# Network development: where to start? (userland)



## Armie (Apr 21, 2011)

Hello,

I'm new to FreeBSD (or any flavor BSD in that case), and come from a Windows/Linux programming background. Thus, I have never developed anything for FreeBSD.

I have an application implemented on Linux which carries out some tasks related to TUN/TAP devices (basically creates a TUN, gets a file descriptor, adds routes, reads and writes data). There does not seem to be any samples on how to do these, for Linux such examples do exist (maybe I need to get out of the Linux mindset for a while).
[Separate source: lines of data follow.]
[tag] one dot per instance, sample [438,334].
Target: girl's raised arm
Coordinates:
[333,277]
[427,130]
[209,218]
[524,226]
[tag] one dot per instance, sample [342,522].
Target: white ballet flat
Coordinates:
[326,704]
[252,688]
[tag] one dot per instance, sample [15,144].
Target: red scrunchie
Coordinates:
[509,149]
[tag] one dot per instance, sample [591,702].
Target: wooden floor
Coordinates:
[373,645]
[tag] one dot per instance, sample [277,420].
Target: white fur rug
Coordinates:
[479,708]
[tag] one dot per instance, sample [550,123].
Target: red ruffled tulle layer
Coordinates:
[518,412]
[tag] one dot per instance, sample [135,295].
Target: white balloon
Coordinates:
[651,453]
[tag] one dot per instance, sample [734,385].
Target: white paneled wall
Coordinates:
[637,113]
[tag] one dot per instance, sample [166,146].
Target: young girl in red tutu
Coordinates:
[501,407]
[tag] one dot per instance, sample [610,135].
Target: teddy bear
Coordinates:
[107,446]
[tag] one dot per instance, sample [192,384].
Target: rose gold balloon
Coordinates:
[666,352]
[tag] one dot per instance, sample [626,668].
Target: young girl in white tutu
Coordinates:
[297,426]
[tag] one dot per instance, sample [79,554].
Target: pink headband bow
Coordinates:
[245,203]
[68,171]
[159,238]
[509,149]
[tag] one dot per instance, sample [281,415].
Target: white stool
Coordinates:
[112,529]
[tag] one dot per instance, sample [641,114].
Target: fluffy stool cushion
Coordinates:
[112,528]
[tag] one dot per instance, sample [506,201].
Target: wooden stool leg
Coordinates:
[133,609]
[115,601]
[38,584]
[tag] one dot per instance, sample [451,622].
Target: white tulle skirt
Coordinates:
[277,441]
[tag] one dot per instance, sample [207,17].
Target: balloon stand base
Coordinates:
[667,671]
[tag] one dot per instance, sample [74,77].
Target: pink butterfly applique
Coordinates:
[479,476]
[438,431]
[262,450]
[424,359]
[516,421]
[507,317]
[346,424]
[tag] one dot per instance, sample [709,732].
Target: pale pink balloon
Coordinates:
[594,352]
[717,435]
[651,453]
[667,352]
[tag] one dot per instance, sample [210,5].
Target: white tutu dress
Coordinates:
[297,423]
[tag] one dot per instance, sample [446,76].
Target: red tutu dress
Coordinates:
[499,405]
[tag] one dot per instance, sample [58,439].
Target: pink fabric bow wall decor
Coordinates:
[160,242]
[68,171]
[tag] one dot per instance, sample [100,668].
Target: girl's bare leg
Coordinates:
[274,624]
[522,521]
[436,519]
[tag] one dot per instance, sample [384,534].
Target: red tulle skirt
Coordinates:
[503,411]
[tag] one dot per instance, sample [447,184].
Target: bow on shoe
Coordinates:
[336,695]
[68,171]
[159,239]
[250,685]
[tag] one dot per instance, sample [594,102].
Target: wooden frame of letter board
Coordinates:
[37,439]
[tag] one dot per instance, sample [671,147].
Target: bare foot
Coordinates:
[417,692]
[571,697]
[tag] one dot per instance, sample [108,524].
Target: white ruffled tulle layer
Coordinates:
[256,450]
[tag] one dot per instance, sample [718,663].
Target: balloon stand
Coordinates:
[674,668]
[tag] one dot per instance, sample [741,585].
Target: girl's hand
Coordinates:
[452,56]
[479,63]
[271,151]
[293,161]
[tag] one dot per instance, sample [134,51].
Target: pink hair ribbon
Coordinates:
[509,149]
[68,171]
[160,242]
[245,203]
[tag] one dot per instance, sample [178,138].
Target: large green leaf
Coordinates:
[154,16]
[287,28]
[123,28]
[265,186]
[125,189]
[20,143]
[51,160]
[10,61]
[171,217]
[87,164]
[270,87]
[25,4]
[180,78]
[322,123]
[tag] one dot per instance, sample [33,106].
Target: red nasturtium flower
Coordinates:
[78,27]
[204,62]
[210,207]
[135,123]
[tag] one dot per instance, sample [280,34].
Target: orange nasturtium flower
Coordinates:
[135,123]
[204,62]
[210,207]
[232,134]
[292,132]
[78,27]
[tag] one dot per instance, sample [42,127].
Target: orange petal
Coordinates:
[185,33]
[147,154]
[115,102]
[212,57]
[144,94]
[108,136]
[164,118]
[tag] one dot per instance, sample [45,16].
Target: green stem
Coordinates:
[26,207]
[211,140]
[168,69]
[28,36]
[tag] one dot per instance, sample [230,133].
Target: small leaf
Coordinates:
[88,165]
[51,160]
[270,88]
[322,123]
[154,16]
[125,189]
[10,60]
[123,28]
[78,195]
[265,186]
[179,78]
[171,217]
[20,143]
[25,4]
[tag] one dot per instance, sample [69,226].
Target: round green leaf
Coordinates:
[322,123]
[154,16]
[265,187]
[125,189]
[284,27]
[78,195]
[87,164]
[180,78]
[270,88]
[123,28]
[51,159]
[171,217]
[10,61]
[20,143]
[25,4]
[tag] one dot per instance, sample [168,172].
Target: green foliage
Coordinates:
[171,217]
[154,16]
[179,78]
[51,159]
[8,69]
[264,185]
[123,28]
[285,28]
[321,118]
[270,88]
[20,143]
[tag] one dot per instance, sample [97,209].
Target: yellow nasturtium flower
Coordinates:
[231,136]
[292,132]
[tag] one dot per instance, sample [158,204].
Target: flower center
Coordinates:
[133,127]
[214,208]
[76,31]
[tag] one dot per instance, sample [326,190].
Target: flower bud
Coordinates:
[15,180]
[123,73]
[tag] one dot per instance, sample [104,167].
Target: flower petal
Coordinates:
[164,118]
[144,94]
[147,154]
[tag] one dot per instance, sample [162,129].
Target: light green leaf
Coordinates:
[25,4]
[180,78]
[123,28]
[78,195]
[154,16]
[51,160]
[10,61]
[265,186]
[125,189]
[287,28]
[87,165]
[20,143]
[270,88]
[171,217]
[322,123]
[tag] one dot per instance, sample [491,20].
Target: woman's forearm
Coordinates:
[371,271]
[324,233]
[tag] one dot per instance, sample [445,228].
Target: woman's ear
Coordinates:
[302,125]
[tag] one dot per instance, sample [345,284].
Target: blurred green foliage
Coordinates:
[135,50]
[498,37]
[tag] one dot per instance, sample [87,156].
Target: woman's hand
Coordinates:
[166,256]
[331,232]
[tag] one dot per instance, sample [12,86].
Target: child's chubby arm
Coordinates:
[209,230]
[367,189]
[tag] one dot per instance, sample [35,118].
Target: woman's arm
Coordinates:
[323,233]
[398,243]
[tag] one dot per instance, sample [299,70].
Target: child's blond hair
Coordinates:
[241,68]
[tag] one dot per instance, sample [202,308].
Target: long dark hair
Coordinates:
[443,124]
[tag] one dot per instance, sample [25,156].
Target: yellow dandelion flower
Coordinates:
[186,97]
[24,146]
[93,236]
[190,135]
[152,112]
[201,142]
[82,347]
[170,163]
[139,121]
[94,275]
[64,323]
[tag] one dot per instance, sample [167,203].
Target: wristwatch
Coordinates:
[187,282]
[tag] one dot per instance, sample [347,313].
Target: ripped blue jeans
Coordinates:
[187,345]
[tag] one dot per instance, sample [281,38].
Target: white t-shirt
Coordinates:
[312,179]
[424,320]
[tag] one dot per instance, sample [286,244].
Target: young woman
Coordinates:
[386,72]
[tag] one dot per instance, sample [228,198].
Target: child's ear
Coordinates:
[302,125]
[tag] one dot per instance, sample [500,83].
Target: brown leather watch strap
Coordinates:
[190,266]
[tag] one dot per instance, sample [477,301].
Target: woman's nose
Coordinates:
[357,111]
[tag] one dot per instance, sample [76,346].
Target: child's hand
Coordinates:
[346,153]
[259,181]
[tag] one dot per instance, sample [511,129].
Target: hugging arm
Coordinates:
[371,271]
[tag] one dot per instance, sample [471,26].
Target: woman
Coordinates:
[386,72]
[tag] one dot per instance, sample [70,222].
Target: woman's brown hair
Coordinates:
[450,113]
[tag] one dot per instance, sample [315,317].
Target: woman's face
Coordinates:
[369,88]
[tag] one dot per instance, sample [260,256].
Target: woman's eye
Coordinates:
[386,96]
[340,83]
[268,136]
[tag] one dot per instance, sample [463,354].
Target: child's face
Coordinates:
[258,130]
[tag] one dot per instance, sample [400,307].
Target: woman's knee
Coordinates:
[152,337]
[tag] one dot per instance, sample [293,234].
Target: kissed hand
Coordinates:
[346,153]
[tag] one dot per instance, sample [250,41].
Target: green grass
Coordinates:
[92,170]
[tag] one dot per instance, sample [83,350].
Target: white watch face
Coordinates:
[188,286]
I have been having problems with defines and structures. For example, Linux uses TUNSETIFF for ioctl(), but I've not been able to find it on FreeBSD. 
<linux/if_tun.h> is (obviously) missing, and it seems that the proper counterpart is <net/if_tun.h> but this misses some defines. Furthermore, some structures like rtentry seem to be implemented differently.

Can anyone direct me to the proper starting place in order to do the above (or rather, port the above) on FreeBSD? Maybe OS sources or whatever, I have not been able to find anything of much help.

Regards,
Armie


----------



## SirDice (Apr 21, 2011)

Plenty of documentation

FreeBSD Architecture Handbook
FreeBSD Developers Handbook

And a whole slew of articles covering various subjects:
http://www.freebsd.org/doc/en_US.ISO8859-1/articles/

Don't forget about the man pages too, they are way better then any of the Linux man pages.

As for OS sources, you either already have them locally in /usr/src/ or you can view them online at http://www.freebsd.org/cgi/cvsweb.cgi/src/


----------



## gordon@ (Apr 22, 2011)

Check the tun(4) manpage; it's details all of the supported ioctl calls. I think you are looking for the bit about device cloning:



> tun devices are created using interface cloning.  This is done using the 'ifconfig tunN create' command.  This is the preferred method of creating tun devices.  The same method allows removal of interfaces.  For  this, use the 'ifconfig tunN destroy' command.



Check the sources for ifconfig(8) to see how device cloning works.


----------